Midstream clean catch urine specimen:
Urine dipstick for leukocyte esterase will reliably identify pyuria, but it is not specific for asymptomatic bacteriuria. (Pyuria may result from other inflammatory disorders of the genitourinary tract.) Urinary dipstick for nitrites is also of limited usefulness because of infection with non-nitrite-producing organisms, the delay between collection and testing of the specimen, and insufficient time since the last voiding for nitrites to be produced at detectable levels. The combination of the dipstick for leukocyte esterase and nitrites is more specific for asymptomatic bacteriuria than either test alone. Urinalysis with microscopic exam for bacteria is a useful, but non-quantitative, way to identify bacteriuria.
Pregnant women should be screened for asymptomatic bacteriuria with a urine culture. The optimal timing and frequency of screening urine cultures in pregnancy have not been established, but obtaining a screening urine culture at the end of the first trimester of pregnancy is recommended.
Other than in pregnancy, there are few indications to screen for asymptomatic bacteriuria. Two possible clinical scenarios in which a screening urine culture might be appropriate include patients undergoing urological procedures in which mucosal bleeding is expected, such as resection of the prostate, and patients who are in the first three months following renal transplantation.

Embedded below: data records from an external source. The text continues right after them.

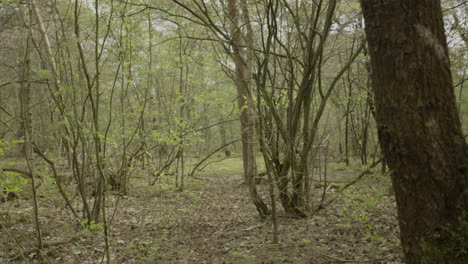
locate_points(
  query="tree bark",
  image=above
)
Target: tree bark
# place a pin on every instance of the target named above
(246, 105)
(419, 127)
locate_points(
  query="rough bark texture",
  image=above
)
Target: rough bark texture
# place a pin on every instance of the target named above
(419, 127)
(245, 104)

Most patients with asymptomatic bacteriuria will not develop symptomatic urinary tract infections and will have no adverse consequences from asymptomatic bacteriuria. Specifically, children, patients with diabetes, older patients, patients with spinal cord injuries, and patients with indwelling urinary catheters do not benefit from treatment with antibiotics for asymptomatic bacteriuria. Treatment in these patients does not decrease the incidence of symptomatic urinary tract infections or improve survival. However, it does increase the likelihood of adverse effects from antibiotics and the development of antibiotic-resistant bacteria.
In contrast, treatment of pregnant women with asymptomatic bacteriuria has been shown to be beneficial. Antimicrobial treatment of asymptomatic bacteriuria in pregnancy decreases the risk of pyelonephritis, low-birthweight infants, and preterm delivery. In addition, patients undergoing urologic procedures in which mucosal bleeding is expected, such as with resection of the prostate, and patients who are in the first three months following renal transplantation probably should be treated. There is evidence that treatment of asymptomatic bacteriuria in these patients decreases the risk of symptomatic urinary tract infection.
Treatment should be guided by the results of urine culture and sensitivity. Amoxicillin, amoxicillin/clavulanate, cefuroxime, cephalexin, and nitrofurantoin are considered safe for use in pregnancy. Treatment duration should be for 3 to 7 days for pregnant women, and at least one follow-up urine culture should be performed.
Cost-effective use of health care resources necessitates careful scrutiny to avoid unnecessary tests and treatments. "Antibiotic stewardship," or the appropriate use of antibiotics in a way that improves patient outcomes, reduces microbial resistance, and decreases the spread of infections caused by multi-drug-resistant organisms, is essential. As such, a rational and evidence-based approach to the evaluation and treatment of asymptomatic bacteriuria is important. It is not appropriate to routinely order a urinalysis and urine culture and sensitivity test on every patient admitted to the hospital unless there is a clinical reason to suspect a symptomatic or an occult urinary tract infection. Additionally, when the clean-catch urine culture of a 70-year-old female (who is admitted for a diagnosis unrelated to her urinary tract and has no urinary symptoms) increases to >100,000 CFU/ml of Escherichia coli, which it often will, it is appropriate to resist the temptation to treat the culture results. Treatment is unnecessary, and may even be harmful.